Cowichan Bay residents were the most water wise in the region in 2016.
People in Cowichan Bay have reduced their water use by a whopping 31 per cent, a noteworthy achievement since the Cowichan Watershed Board and local governments issued the Cowichan Water Conservation Challenge in 2014.
The Challenge is a four-year initiative that was launched in response to severe summer droughts in the region in recent years. The idea is to track and reduce daily residential water use by an average of 20 per cent.
At 211 litres per person per day, Cowichan Bay residents also used the least amount of water on a per capita basis in the region in 2016, and the CWB indicated this might be in part because higher housing density in that area means fewer lawns to water.
“We believe the success comes from a variety of sources including strict sprinkling regulations, water toll rates designed to charge higher rates for high-volume users, and public education surrounding water conservation and leak detection,” said Cowichan Bay Waterworks District administrator Donna Monteith.
“Our residents understand the need to protect our most valued resource and have embraced the challenge to reduce water consumption.”
Residents in the Municipality of North Cowichan were the next best water conservationists in the region, with a reduction of 17 per cent in 2016, followed by the Cowichan Valley Regional District at 14.4 per cent.
Mill Bay recorded a small 2.6 per cent decrease in water use last year, followed by Ladysmith at 2.5 per cent, and statistics were not available for Duncan or Lake Cowichan.
But, despite the encouraging decrease in water use in 2016, the Cowichan region was still using more than its fair share.
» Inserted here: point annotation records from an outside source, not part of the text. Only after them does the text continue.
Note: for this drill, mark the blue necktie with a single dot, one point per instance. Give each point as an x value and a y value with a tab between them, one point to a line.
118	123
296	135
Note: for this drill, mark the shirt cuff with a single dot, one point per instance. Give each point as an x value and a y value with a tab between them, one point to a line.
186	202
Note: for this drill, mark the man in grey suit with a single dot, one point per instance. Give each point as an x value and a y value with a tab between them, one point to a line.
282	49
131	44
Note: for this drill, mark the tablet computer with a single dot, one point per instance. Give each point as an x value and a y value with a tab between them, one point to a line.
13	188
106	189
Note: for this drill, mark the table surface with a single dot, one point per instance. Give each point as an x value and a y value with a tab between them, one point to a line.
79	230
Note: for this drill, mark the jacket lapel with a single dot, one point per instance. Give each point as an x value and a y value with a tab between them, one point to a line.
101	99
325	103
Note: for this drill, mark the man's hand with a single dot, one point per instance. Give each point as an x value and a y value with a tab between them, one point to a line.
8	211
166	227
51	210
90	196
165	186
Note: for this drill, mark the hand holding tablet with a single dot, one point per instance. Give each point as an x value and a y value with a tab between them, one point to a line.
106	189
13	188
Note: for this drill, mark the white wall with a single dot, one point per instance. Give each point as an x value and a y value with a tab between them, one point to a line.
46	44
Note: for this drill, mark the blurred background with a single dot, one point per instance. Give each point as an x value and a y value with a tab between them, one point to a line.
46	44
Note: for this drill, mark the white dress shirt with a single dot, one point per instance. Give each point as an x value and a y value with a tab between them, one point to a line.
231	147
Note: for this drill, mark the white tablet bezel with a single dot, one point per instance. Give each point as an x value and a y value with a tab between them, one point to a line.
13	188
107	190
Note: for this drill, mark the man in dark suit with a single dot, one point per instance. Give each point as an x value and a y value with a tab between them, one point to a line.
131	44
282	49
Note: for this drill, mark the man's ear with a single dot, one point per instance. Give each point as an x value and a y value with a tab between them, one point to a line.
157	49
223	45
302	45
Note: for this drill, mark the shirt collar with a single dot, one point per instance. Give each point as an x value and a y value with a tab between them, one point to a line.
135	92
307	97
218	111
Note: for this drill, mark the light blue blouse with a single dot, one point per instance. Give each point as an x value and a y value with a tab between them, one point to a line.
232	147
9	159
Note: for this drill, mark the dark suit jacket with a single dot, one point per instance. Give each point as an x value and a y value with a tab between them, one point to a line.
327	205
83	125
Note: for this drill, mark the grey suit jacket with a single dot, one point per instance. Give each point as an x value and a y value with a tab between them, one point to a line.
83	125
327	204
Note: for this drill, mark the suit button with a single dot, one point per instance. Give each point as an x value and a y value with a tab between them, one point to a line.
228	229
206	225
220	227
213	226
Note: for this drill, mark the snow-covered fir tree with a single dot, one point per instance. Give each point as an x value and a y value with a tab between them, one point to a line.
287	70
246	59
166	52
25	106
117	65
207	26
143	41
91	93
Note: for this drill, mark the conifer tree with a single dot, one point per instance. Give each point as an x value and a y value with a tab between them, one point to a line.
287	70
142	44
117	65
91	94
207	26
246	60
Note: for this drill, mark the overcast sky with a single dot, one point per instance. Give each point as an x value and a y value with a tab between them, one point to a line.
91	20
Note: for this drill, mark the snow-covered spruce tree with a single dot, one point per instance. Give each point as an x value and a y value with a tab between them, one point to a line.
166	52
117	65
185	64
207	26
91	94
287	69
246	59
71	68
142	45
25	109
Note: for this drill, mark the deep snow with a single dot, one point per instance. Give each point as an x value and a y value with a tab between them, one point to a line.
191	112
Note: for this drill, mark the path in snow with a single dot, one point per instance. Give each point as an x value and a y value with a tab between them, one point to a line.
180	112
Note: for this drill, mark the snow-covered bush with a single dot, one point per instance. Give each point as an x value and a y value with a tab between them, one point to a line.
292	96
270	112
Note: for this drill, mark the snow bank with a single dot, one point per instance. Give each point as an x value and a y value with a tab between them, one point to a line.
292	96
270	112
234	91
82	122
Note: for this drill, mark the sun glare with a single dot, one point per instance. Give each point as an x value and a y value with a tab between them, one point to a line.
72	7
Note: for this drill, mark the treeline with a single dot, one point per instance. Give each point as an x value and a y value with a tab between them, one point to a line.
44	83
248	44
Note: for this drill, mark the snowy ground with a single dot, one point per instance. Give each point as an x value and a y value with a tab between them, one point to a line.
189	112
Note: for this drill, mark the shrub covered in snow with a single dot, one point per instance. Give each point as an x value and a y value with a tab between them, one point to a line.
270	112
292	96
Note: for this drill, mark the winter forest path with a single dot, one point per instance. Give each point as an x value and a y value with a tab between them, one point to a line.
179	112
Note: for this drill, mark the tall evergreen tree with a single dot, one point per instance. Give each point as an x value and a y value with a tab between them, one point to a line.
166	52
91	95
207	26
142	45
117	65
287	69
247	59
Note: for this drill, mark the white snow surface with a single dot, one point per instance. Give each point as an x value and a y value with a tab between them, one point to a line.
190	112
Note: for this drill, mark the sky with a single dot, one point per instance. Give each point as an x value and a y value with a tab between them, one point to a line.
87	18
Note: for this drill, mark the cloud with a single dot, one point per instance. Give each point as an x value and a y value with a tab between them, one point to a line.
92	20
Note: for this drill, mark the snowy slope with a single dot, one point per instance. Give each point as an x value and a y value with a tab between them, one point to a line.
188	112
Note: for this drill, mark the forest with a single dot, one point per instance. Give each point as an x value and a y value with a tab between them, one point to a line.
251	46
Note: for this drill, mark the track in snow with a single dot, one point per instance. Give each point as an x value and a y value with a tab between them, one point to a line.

According to the latest Canadian statistics on municipal water systems, average residential water consumption was 251 litres per person each day, which is among the highest rates in the world.
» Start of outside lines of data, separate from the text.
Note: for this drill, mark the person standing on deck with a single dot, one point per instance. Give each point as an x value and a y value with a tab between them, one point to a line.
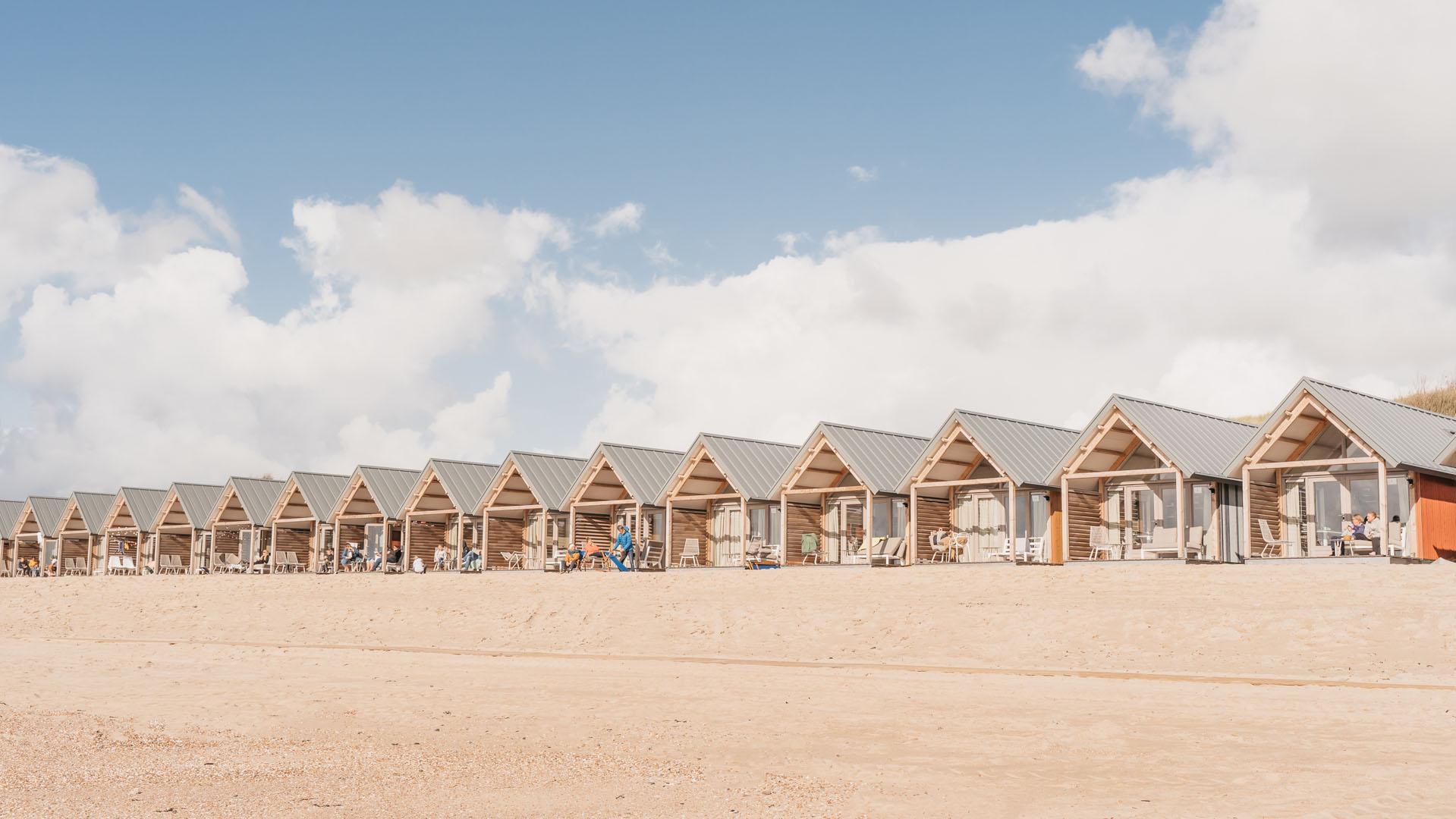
624	546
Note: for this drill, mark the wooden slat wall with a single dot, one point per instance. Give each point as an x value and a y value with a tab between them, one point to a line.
225	541
1263	505
1436	518
1083	513
801	518
504	534
299	543
929	514
178	544
594	527
690	522
424	537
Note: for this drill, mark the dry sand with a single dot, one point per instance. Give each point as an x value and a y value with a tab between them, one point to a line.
1278	690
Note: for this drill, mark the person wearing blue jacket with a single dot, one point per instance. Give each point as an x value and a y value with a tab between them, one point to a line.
624	546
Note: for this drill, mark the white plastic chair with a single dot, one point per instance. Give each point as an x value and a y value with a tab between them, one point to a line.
1272	544
690	551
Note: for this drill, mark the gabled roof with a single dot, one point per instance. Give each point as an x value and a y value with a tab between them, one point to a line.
644	472
93	508
142	504
321	491
1196	443
879	459
47	511
11	513
388	486
465	482
752	467
548	478
1400	434
256	497
197	500
1024	450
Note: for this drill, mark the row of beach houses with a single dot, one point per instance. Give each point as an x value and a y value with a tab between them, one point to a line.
1142	482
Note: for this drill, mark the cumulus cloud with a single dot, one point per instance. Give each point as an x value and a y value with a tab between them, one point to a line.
624	218
659	255
168	377
1322	202
53	226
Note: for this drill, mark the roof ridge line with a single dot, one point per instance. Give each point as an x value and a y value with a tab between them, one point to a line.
1020	421
1209	415
1402	405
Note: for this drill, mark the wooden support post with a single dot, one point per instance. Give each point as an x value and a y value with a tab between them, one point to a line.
667	535
784	530
1384	505
1011	518
1181	516
870	527
1066	526
1247	546
914	535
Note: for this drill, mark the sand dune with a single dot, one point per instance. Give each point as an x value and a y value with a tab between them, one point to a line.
1004	692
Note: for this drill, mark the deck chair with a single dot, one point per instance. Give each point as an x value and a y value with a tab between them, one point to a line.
690	551
1194	546
939	551
1101	546
1031	551
1275	548
892	551
809	548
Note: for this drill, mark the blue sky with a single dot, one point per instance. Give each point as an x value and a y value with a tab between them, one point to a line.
730	124
1009	209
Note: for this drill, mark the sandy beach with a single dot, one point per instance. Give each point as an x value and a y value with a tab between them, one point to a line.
1276	690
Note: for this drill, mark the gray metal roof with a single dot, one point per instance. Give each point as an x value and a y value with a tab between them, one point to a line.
879	459
256	495
549	478
1025	450
93	508
49	513
644	472
321	492
389	488
143	504
197	500
465	482
752	467
1401	435
1197	444
11	513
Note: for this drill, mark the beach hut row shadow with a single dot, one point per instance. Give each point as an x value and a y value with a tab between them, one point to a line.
1142	482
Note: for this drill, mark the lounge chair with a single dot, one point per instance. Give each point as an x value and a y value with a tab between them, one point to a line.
1194	548
892	551
690	551
809	548
1101	546
1275	548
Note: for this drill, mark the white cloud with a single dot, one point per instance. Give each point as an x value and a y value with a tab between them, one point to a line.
790	242
1322	204
210	213
166	377
53	226
624	218
659	255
While decreasing over the years, the average use in the Cowichan region last year was 262 litres per person.
The highest water use in the region in 2016 was in the CVRD, which used 342 litres per person, followed by Ladysmith at 268, North Cowichan at 245, Mill bay at 243 and Cowichan Bay at 211.
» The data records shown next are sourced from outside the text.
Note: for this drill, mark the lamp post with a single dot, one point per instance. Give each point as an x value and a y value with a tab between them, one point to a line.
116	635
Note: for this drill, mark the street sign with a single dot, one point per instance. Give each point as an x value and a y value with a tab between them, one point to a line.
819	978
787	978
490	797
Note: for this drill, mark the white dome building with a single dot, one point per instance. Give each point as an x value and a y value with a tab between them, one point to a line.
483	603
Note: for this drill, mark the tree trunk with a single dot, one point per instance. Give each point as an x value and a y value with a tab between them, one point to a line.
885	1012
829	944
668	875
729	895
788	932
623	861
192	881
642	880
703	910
“We must continue to develop a culture of conservation when it comes to water, to do our best to protect this precious resource moving forward,” said CVRD chairman Jon Lefebure.
The CWB has some suggestions to help residents conserve water as the Challenge continues into its third year.
They include letting your lawn go brown for the summer, using captured rainwater instead of tap water and installing efficient micro-drip water systems in homes and businesses.